布団を抱き枕にして、ぐっすりと寝込んでいるあたしを、無情にも叩き起こした不届き者は、漆黒色の幼馴染だった。


「女の寝込みを襲うなんて最低」


詰る言葉は、すぐに切り返される。



「俺だからいいだろ?」



不敵に笑うその様に、甘い艶を滲ませて。


何だろう、その自信。


「だが……

俺以外の男には、そんな状況を作るな」


ベッドの縁に腰掛けると、今度は憮然と言い放つ。


あれ?

何だろう、櫂の雰囲気が…。


「……櫂、おしゃれしてる?」


紺の上質生地の背広姿で、水色のネクタイまでしている。


いつもはそのまま、乾かしただけでも艶やかなさらさらストレートヘアは、軽くワックスをつけて整えられていて。


元々櫂は、年齢不相応の…大人びた端正な顔をしているけれど、こうして学生らしからぬ格好を見れば、何処まで男の魅力を潜めていたのかと舌を巻く思いだ。

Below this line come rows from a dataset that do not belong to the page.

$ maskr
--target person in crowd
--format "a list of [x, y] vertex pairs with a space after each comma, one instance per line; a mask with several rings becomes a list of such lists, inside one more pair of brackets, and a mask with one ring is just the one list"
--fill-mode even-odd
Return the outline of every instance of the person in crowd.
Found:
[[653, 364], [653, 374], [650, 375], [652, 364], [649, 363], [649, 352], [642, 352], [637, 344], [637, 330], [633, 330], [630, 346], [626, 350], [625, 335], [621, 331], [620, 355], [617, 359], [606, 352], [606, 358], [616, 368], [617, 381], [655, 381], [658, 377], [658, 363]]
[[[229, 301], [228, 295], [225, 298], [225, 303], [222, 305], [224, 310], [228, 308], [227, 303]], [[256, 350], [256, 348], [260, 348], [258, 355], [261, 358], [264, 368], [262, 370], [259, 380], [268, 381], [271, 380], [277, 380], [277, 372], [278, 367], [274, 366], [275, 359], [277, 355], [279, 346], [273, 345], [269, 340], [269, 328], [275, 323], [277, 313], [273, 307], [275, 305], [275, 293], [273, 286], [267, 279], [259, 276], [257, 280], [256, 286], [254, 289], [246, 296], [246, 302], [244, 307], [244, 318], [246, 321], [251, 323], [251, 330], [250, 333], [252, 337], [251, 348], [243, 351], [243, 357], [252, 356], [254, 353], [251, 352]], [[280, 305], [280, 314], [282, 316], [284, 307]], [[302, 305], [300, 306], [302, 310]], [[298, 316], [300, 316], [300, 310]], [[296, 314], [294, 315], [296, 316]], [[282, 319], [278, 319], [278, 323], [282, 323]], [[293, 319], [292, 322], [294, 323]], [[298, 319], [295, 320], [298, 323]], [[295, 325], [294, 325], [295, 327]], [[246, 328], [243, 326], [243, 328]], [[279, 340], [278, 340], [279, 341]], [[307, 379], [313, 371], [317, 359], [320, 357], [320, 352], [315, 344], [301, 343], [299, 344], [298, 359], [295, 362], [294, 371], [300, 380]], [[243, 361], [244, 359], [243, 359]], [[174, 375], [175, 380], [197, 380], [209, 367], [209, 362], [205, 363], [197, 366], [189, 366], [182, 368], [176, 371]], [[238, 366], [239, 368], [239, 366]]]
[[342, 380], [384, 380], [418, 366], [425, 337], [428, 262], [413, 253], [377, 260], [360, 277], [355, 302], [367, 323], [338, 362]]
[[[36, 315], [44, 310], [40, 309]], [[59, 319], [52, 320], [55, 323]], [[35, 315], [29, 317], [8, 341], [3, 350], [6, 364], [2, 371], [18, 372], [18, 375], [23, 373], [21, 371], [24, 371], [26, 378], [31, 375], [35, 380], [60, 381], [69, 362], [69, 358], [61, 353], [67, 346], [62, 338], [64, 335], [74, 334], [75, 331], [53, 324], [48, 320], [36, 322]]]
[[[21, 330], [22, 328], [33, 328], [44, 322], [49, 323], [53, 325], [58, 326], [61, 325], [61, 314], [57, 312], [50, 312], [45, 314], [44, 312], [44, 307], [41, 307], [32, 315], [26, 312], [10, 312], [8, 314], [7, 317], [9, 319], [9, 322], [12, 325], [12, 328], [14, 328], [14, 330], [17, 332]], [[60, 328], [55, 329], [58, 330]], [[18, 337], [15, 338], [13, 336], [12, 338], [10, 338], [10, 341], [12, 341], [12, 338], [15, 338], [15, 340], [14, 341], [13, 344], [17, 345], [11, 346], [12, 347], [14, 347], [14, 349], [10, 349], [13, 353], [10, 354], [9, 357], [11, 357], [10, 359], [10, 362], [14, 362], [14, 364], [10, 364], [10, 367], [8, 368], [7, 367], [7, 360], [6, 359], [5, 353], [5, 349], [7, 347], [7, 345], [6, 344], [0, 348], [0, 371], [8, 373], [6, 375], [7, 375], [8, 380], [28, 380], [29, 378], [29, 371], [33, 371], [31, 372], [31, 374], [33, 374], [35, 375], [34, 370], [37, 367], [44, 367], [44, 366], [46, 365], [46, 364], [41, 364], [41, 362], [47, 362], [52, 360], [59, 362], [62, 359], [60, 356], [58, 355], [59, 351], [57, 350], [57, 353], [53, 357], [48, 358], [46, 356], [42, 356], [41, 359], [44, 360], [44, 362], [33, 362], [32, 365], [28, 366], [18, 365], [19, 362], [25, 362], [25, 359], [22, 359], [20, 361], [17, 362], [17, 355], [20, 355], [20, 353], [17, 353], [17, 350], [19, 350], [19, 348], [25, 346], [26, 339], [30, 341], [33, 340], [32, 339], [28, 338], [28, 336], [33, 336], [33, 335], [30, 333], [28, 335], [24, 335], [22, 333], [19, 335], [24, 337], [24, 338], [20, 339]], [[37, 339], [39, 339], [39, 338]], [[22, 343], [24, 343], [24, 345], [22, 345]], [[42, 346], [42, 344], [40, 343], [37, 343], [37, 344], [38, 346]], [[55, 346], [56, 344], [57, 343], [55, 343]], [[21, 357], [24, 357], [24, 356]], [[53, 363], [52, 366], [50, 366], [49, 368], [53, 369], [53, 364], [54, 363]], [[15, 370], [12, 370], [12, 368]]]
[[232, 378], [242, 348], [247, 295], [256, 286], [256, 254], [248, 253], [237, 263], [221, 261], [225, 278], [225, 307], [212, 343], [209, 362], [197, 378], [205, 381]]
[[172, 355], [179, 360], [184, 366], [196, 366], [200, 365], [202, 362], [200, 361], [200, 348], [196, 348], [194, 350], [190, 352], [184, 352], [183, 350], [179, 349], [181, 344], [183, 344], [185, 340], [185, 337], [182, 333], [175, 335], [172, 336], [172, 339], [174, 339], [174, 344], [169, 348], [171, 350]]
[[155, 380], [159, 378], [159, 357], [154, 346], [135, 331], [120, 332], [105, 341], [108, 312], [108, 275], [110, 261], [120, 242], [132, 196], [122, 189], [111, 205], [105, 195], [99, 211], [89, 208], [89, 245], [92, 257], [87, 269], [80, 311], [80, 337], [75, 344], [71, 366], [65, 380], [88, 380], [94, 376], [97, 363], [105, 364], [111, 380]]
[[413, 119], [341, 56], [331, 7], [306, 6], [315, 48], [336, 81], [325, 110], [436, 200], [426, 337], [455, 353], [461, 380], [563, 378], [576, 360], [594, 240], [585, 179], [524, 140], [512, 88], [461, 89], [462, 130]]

我が幼馴染の美貌は留まる所を知らず、洋服というオプションで倍増し以上に輝けば、さすがのあたしも目を瞠る。


思わずどっきりしてしまったじゃないか。



いつもの凛々しさに大人の男臭さが加わり、もうそれで完璧に完結した現代の…


とっぷり夢の――王子様。



夢の…。


夢…。



…………。



「おい、人と話している間に、堂々と寝るんじゃない」


ぴん、と額を指で弾かれた。


「あう」


痛みすら、半分夢現(ゆめうつつ)。


如何せん、眠いんだ。


そう。あたしはまだ眠くて、櫂の格好を気にしている余裕はないんだ。


自慢したいのなら、夢に出てきてくれ。


夢でお待ちしよう。

とことん褒めて、いい子いい子してやろう。


…………。


ぴん。


「だから寝るな」

「あう……」


こうなったら!!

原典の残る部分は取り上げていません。